2023/12/19 02:16:44 - parent_pipeline - Pipeline is killing the other transforms!
2023/12/19 02:16:44 - sub_pipeline_1.hpl.0 - Finished processing (I=0, O=0, R=1, W=10, U=0, E=0)
2023/12/19 02:16:44 - parent_pipeline - Pipeline duration : 0.465 seconds [  0.465" ]
2023/12/19 02:16:44 - parent_pipeline - Execution finished on a local pipeline engine with run configuration 'local'

An exactly analogous setup in Spoon (General Availability Release - 9.4.0.0-343) throws no errors. I've attached a compressed .zip file of the example: example.zip.
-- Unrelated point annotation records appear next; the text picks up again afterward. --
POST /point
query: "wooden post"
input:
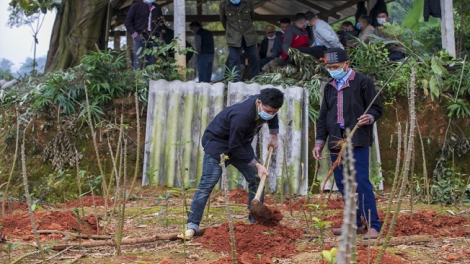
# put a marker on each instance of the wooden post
(447, 26)
(180, 32)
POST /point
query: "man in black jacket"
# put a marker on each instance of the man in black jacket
(271, 45)
(231, 133)
(204, 42)
(345, 99)
(143, 21)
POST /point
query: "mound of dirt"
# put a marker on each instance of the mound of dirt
(19, 225)
(87, 201)
(240, 196)
(267, 240)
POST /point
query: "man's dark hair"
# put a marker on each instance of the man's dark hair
(194, 24)
(309, 15)
(272, 97)
(365, 19)
(383, 12)
(299, 16)
(347, 23)
(284, 21)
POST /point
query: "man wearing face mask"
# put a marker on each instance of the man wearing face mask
(395, 51)
(270, 47)
(231, 133)
(205, 51)
(345, 99)
(237, 19)
(144, 21)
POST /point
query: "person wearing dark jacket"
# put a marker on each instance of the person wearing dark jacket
(345, 100)
(270, 47)
(237, 19)
(231, 133)
(144, 21)
(204, 42)
(296, 36)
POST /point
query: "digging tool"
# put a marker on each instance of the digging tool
(258, 210)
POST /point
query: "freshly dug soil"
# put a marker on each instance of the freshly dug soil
(266, 240)
(19, 225)
(87, 201)
(422, 223)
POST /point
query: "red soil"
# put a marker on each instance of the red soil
(87, 201)
(423, 223)
(253, 240)
(240, 196)
(19, 225)
(333, 204)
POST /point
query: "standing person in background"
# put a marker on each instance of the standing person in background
(237, 19)
(143, 21)
(284, 24)
(204, 43)
(396, 51)
(321, 35)
(270, 46)
(345, 100)
(366, 28)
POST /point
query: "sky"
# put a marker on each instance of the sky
(16, 44)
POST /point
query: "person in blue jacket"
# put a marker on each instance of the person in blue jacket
(231, 133)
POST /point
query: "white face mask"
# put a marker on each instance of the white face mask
(381, 21)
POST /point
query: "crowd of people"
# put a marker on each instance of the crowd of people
(307, 33)
(346, 96)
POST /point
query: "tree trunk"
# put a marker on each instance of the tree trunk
(77, 29)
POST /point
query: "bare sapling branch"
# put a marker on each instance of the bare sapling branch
(347, 244)
(406, 171)
(227, 205)
(28, 199)
(15, 157)
(97, 153)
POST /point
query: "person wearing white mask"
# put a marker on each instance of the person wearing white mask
(143, 22)
(345, 100)
(231, 133)
(395, 51)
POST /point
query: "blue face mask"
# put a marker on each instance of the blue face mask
(265, 116)
(337, 74)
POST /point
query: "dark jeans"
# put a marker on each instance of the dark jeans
(251, 53)
(204, 67)
(366, 198)
(211, 172)
(140, 60)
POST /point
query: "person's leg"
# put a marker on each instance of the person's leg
(211, 172)
(234, 61)
(338, 174)
(201, 68)
(250, 174)
(150, 58)
(251, 53)
(138, 52)
(365, 190)
(209, 65)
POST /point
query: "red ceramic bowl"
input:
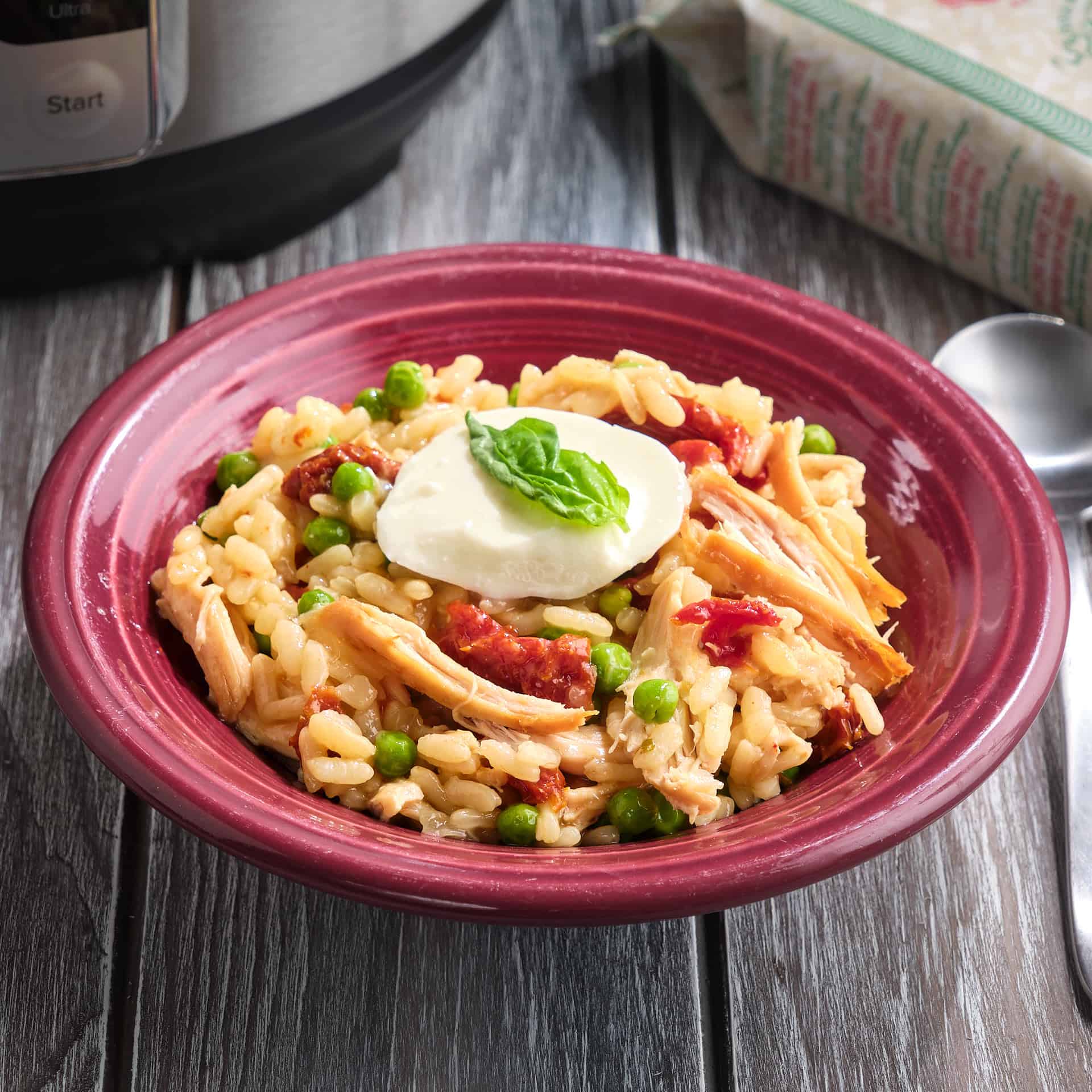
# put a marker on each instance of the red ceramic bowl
(959, 519)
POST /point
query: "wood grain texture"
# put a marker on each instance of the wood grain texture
(250, 982)
(941, 966)
(60, 810)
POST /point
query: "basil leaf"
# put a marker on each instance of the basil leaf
(528, 457)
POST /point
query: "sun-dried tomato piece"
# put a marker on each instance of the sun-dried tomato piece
(314, 475)
(722, 619)
(841, 732)
(549, 788)
(321, 698)
(696, 453)
(559, 671)
(729, 435)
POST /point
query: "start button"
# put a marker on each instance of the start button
(76, 101)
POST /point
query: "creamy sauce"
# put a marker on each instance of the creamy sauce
(446, 518)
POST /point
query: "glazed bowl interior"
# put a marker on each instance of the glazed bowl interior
(954, 512)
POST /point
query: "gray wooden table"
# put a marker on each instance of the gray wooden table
(135, 957)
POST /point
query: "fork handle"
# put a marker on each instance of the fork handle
(1075, 681)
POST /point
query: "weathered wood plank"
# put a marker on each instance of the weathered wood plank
(941, 966)
(295, 990)
(60, 810)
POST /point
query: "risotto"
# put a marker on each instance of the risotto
(606, 604)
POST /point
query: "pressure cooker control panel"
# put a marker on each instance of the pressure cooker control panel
(84, 84)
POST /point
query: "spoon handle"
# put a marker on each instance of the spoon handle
(1075, 681)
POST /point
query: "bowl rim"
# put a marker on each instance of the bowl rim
(636, 883)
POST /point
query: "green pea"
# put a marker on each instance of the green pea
(404, 386)
(669, 820)
(236, 468)
(396, 754)
(324, 532)
(632, 810)
(817, 441)
(375, 401)
(316, 598)
(612, 665)
(351, 478)
(655, 700)
(516, 825)
(615, 599)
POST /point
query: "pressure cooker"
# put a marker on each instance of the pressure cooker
(141, 133)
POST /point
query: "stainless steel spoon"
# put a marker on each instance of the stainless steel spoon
(1033, 375)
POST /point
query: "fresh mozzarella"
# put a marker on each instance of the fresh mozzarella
(448, 519)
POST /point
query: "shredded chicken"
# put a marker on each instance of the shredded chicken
(402, 649)
(759, 549)
(795, 496)
(199, 614)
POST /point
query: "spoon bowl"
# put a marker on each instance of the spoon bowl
(1033, 376)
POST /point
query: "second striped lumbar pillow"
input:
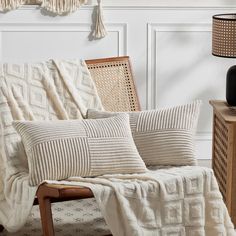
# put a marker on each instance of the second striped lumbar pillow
(165, 136)
(60, 149)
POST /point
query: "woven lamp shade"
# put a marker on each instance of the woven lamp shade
(224, 35)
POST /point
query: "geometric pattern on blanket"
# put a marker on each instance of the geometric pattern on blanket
(48, 90)
(183, 201)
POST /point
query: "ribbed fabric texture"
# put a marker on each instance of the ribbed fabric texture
(163, 137)
(60, 149)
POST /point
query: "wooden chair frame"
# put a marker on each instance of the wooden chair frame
(48, 193)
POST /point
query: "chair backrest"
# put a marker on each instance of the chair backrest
(114, 80)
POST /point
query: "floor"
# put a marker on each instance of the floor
(82, 218)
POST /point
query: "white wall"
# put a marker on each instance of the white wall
(169, 43)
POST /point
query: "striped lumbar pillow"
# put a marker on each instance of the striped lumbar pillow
(60, 149)
(163, 137)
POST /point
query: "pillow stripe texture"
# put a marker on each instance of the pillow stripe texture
(165, 136)
(61, 149)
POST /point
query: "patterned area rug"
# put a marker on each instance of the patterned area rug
(81, 217)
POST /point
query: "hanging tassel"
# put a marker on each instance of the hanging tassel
(7, 5)
(62, 7)
(99, 29)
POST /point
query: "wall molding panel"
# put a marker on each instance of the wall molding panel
(152, 66)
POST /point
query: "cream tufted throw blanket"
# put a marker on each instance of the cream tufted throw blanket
(170, 201)
(48, 90)
(183, 201)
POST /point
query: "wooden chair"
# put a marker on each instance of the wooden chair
(114, 80)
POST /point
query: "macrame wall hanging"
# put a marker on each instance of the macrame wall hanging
(61, 7)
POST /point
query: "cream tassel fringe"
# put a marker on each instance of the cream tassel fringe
(99, 29)
(61, 7)
(7, 5)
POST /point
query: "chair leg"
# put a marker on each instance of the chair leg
(46, 216)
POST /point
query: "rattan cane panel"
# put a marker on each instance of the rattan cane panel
(220, 154)
(115, 85)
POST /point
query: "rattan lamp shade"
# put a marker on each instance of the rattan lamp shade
(224, 35)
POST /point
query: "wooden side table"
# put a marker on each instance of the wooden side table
(224, 153)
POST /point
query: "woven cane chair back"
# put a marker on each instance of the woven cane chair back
(114, 80)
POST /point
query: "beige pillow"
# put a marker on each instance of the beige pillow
(165, 136)
(59, 149)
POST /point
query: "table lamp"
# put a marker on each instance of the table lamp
(224, 45)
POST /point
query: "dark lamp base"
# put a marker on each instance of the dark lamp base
(231, 86)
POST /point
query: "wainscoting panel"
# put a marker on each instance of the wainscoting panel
(169, 43)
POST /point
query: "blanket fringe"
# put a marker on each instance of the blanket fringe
(99, 29)
(61, 7)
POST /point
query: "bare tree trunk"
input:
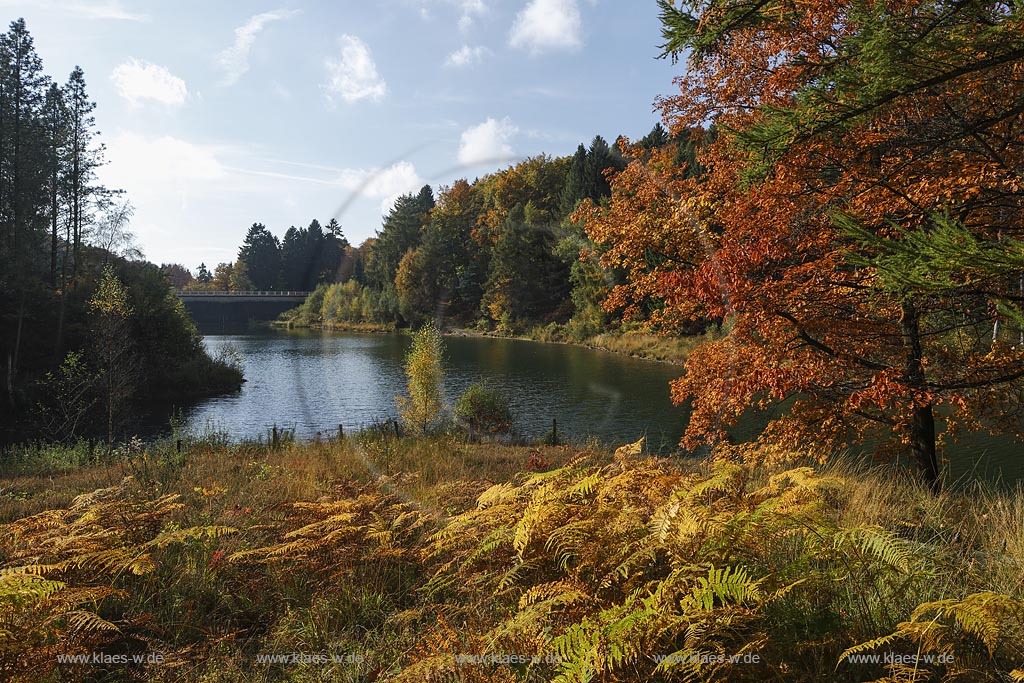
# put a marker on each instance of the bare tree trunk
(12, 357)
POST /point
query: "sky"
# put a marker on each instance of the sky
(216, 115)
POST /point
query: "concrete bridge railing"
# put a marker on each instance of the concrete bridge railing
(247, 293)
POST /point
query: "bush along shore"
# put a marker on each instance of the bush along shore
(417, 558)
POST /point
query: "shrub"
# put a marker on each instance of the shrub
(423, 366)
(484, 410)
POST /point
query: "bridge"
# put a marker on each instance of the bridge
(213, 309)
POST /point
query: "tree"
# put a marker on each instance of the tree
(891, 125)
(112, 235)
(240, 280)
(222, 275)
(261, 255)
(577, 180)
(402, 229)
(526, 281)
(415, 286)
(55, 123)
(113, 348)
(23, 175)
(423, 366)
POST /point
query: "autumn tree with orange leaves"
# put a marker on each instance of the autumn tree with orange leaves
(857, 227)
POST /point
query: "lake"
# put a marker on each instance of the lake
(310, 382)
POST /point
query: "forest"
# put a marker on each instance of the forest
(89, 330)
(504, 252)
(835, 191)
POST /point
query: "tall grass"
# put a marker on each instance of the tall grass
(412, 551)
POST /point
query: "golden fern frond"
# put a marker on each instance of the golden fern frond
(168, 538)
(725, 585)
(878, 543)
(85, 623)
(18, 589)
(866, 646)
(631, 450)
(555, 593)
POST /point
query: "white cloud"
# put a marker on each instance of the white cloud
(101, 9)
(148, 167)
(354, 77)
(487, 141)
(386, 184)
(547, 25)
(470, 9)
(136, 80)
(467, 55)
(233, 61)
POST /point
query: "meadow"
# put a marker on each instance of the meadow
(428, 558)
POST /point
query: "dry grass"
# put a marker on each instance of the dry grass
(377, 544)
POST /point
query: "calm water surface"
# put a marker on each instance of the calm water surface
(311, 382)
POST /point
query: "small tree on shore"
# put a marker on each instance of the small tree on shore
(423, 407)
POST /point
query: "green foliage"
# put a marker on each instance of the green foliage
(423, 408)
(484, 410)
(68, 397)
(261, 255)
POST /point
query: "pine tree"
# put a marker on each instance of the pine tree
(261, 255)
(83, 160)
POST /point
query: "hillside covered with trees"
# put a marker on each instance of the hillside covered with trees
(505, 252)
(87, 328)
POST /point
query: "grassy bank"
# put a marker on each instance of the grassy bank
(366, 328)
(378, 558)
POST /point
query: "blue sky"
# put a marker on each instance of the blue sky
(217, 115)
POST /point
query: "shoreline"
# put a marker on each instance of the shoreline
(642, 346)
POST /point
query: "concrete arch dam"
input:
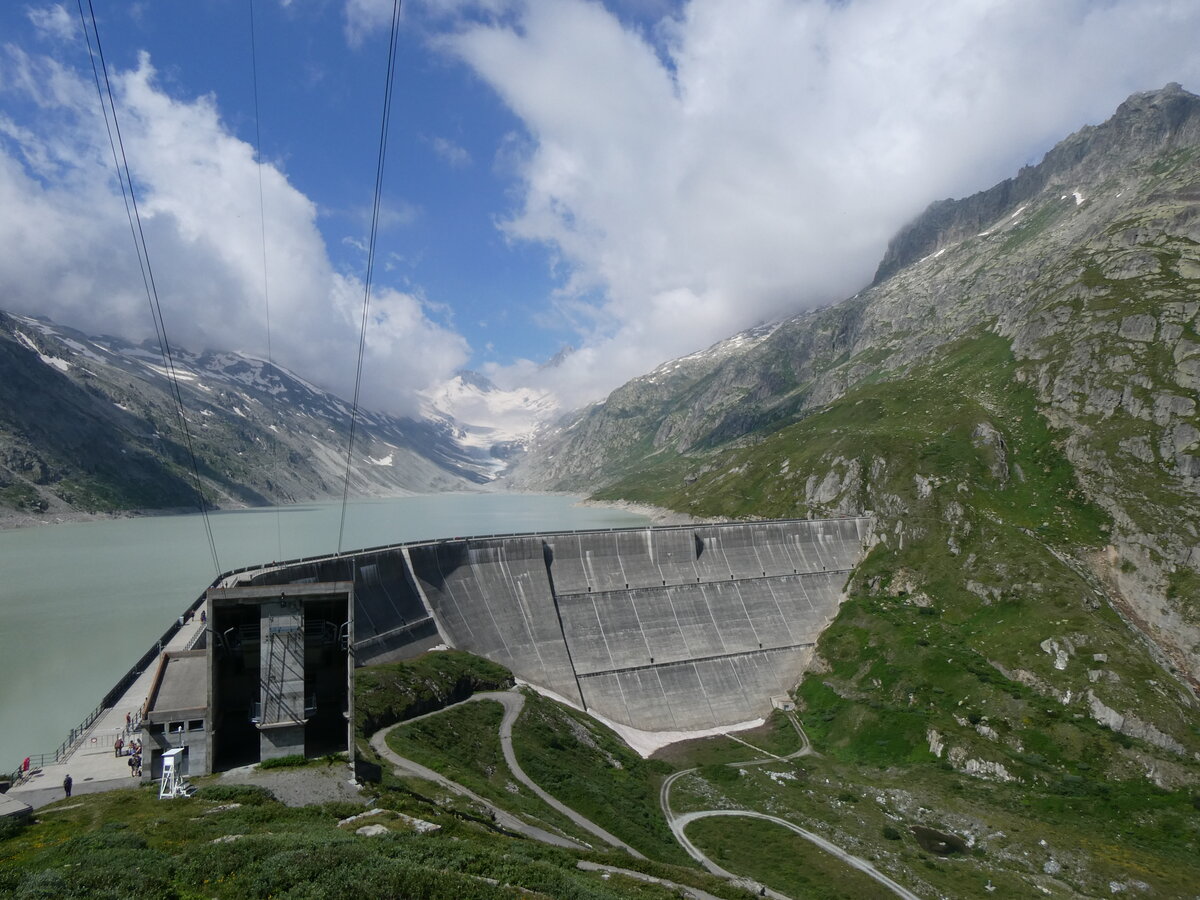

Note that to observe the behavior you should:

  1. unzip the example.zip.
  2. run hop-gui.bat.
  3. open the ../example/parent_pipeline.hpl pipeline.
  4. ensure that the paths to sub_pipeline_1.hpl and sub_pipeline_2.hpl resolve correctly within the respective Pipeline Executor components.
  5. preview rows for the Dummy (Do Nothing) component - observe that there are no errors.
  6. disable the hop between sub_pipeline_1.hpl and Dummy (Do Nothing).
  7. DELETE and then reestablish a hop between sub_pipeline_1.hpl and sub_pipeline_2.hpl, choosing option = This output will contain the result rows after execution.
  8. enable the hop between sub_pipeline_2.hpl and Dummy (Do Nothing).
  9. again preview rows for the Dummy (Do Nothing) component - observe the error from above.

Issue Priority

Priority: 1

Issue Component

Component: Pipelines

bamaer commented 11 months ago

confirmed, thanks for the detailed example and reproduction path!

nadment commented 10 months ago

I've found the reason for the bug in the BaseTransformMeta.createTransformData() method for RecordsFromStreamMeta, so the code needs to be strengthened for this reflexive operation.

nadment commented 10 months ago

As a workaround, you can replace the "Get records from stream" transformation with "Get Rows from Result" in sub_pipeline_2.